Ah, Christmas — the time of year when magazines abound with recipes promising taste sensations derived solely from rainbows and snowflakes. At least that’s my assumption because they are the only things not on the list of excluded ingredients. Consider a delectable chocolate cake that carries no sin because it has no fat, sugar, or, I imagine, chocolate. Or Eggnog without eggs, and perhaps, without nog. Now don’t get me wrong, my guts have their own temperamental preferences and I have a very solid track record at substituting ingredients until there is nothing left from the original recipe — and yet, I think perhaps my direction is often a little different from the new secrets unveiled in this year’s holiday edition of Happy Housekeeping or Thin is In. You see, I am of two minds. One mind says, if it is to be a delectable indulgence, then pile on the eggs, cream, and butter — just don’t do it very often. And use organic, locally sourced ingredients where possible. Kind of hard with the chocolate, but we’re none of us perfect. The second tells me to listen to my body, and not overload it with things that make me feel, frankly, sick. I am reminded of this as I peer through the haze of a sugar hangover brought on by too many Christmas cookies — ironically indulged in at a meeting of organic growers. So, I shall continue to work towards moderation, and in the meantime share a recipe that I can really get behind — for both it’s local provenance and its whole-hearted support of the much-maligned fat known as lard. A Toronto Star article from last year boasted lard’s health benefits relative to butter, with the caveat that it must be pure. The kind available commercially is often hydrogenated to last longer, negating some of those benefits, and unless otherwise stated, comes from industrial pig farms which I won’t go into here — we’d all lose our appetites. So instead, look for a farmer or a friend with a pig (or who had a pig) and see if you can beg or barter for some good quality lard. Dig out some local root vegetables and you’re on your way to a Yukon-grown Christmas pudding that will satisfy any traditionalist — ideally doused in rum sauce, of course. Whether you yield to the temptation for seconds is entirely your choice — I take no responsibility for the consequences.
Shiela’s Steamed Pudding Pattern
My friend Shiela gives patterns, not recipes, to be adjusted to the available ingredients and tastes of each chef. Enjoy!

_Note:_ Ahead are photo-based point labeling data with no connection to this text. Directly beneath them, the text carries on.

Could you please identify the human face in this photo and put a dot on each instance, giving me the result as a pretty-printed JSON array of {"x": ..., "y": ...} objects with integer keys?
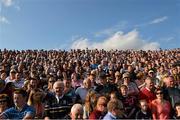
[
  {"x": 19, "y": 100},
  {"x": 77, "y": 115},
  {"x": 144, "y": 106},
  {"x": 101, "y": 105},
  {"x": 58, "y": 88},
  {"x": 149, "y": 84},
  {"x": 3, "y": 103},
  {"x": 124, "y": 91},
  {"x": 38, "y": 96}
]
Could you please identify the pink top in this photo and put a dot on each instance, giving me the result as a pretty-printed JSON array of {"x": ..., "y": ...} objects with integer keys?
[{"x": 159, "y": 110}]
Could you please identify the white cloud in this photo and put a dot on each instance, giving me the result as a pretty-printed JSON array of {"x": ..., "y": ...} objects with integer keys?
[
  {"x": 4, "y": 20},
  {"x": 118, "y": 40},
  {"x": 17, "y": 8},
  {"x": 112, "y": 30},
  {"x": 7, "y": 3},
  {"x": 155, "y": 21},
  {"x": 159, "y": 20}
]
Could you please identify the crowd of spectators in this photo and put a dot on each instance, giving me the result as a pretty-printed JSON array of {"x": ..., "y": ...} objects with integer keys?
[{"x": 89, "y": 84}]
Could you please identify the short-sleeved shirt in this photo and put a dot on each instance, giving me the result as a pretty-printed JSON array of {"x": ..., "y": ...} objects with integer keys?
[{"x": 13, "y": 113}]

½ c fat (lard, suet or butter if you must)
½ c sugar
1 egg (optional)
2 c dried fruit (eg: raisins, currants, cranberries, apricots etc.)
½ c nuts (optional)
2 ½ c grated vegetables(carrots, potatoes, sweet potatoes etc.)
2 c flour (any kind)
1 tsp. baking soda Spices to suit: cinnamon, nutmeg, allspice, ginger, etc.
½ tsp. salt
• Soak fruit in hot water to cover until plump, then drain.
• Cream together fat and sugar, then add in grated vegetables.
• Mix dry ingredients,
• add to wet and mix well, and then add soaked fruit.
• Fill ovenproof bowl 2/3 full and steam for 2 ½ hours.
• A great gift idea is to make mini-puddings in mason jars — they will need less time, and will seal if the lids are put on as soon as they are done. To steam, place bowl on a rack in a covered pot and keep water level above the bottom of the bowl — you will likely need to top it up from time to time.